> I have observed that groff changes certain characters in manpages. > [...] > > For example, in perlcheat.1, the $| is changed into '$' and a > vertical bar if the locale is UTF-8. > > real: | (U+0x7C) > output: â (U+0x2502) > > This also to a number of other characters, including the backward > apostrophe (accent grave) ` (0x60) which is transformed into â > (U+0x2018). This is very bad for copy+paste, and if your screen > font does not have all the UTF8 characters (especially the case on > bare 80x25 tty1 terminal), it does not even show any apostrophe, but > a block to indicate that 0x2018 is not available in this font. > > Is this a (big) bug in groff, or intention?

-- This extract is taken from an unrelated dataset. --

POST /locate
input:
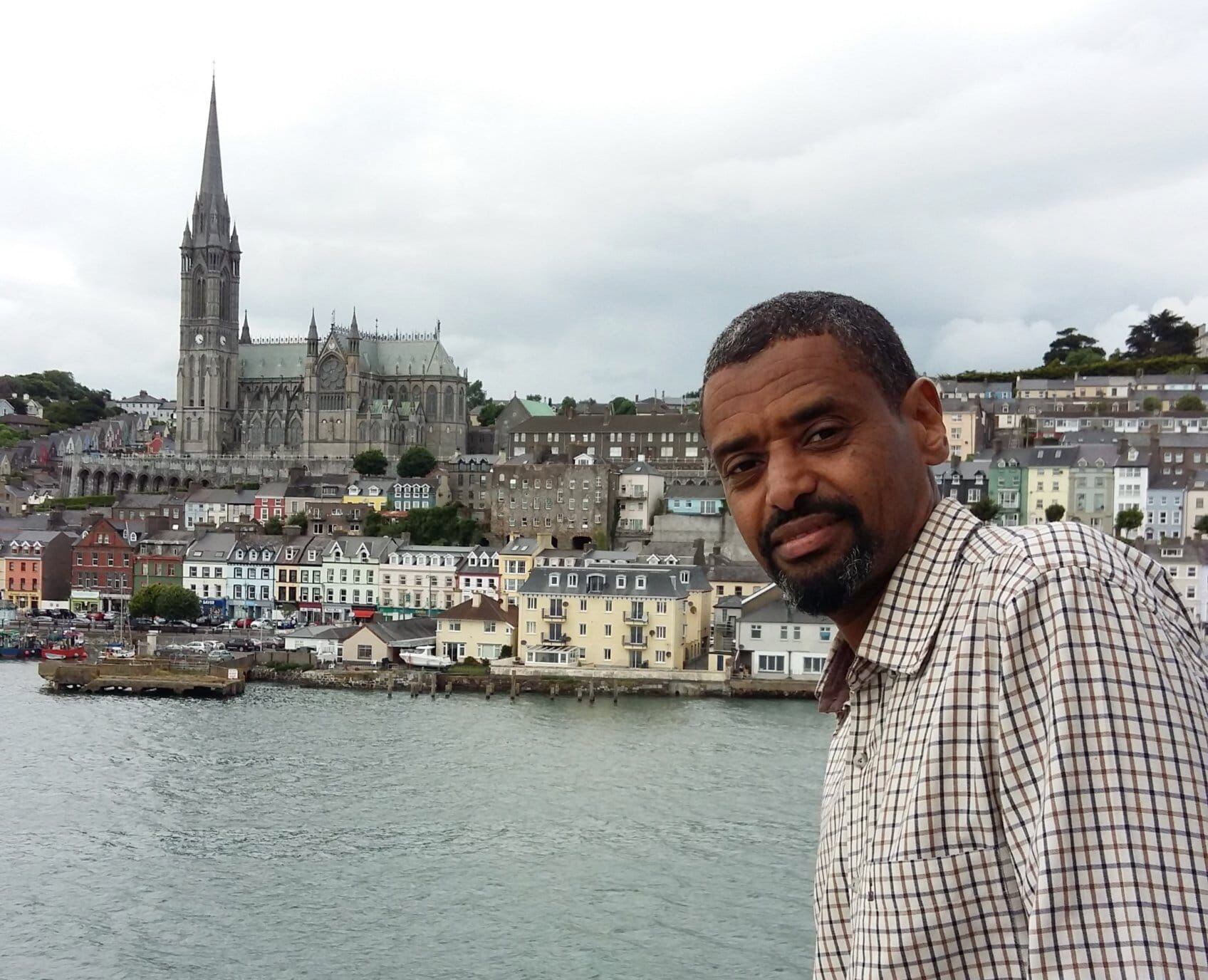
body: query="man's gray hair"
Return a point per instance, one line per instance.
(868, 338)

In usr/[local/]share/groff/<version>/font/devutf8/R you can see which output codes are used for which input characters. Looking into perlcheat.1, you can find this (converted on my platform with Pod::Man v 1.37): .tr \(*W-|\(bv\*(Tr The .tr request translates characters. In this particular case, it translates `|' to `\(bv'. `bv' is equivalent to `braceex' in PS output, and is by default mapped to U+23AA. I have no idea why you get U+2502 instead. And I have no idea why Pod:Man uses `bv' at all. Regarding the grave accent mapped to U+0x2018, here is the comment from groff_char(7): ` the ISO Latin-1 `Grave Accent' (code 96) prints as <U+2018>, a left single quotation mark; the original character can be obtained with `\`'. ' the ISO Latin-1 `Apostrophe' (code 39) prints as <U+2019>, a right single quotation mark; the original character can be obtained with `\(aq'. For typesetting this is the right choice, since those two character are used this way normally, similar to TeX. Distributions can overwrite this. For example, in my SuSE 9.1, I have this in /usr/share/groff/site-tmac/tmac.andocdb: .if '\*[.T]'utf8' \{\ . char \- \N'45' . char - \N'45' . char ' \N'39' .\} To summarize: . Mapping `|' to the `bv' entity is strange. If you use a plain `|' in a troff input file, you actually get a plain `|'! This looks like a bug in Pod::Man. . The ` and ' characters in groff input files always indicate left and right single quotation marks. U+0060 and U+0027 can be accessed as \` and \(aq. Ideally, this is fixed in Pod::Man too, if you use a `verbatim' mode, by translating those characters temporarily. Otherwise, as shown above, this can be changed in the configuration file of the man macros. Werner PS: Why the heck is `perlcheat.man' and all other non-program man pages of perl in man section 1?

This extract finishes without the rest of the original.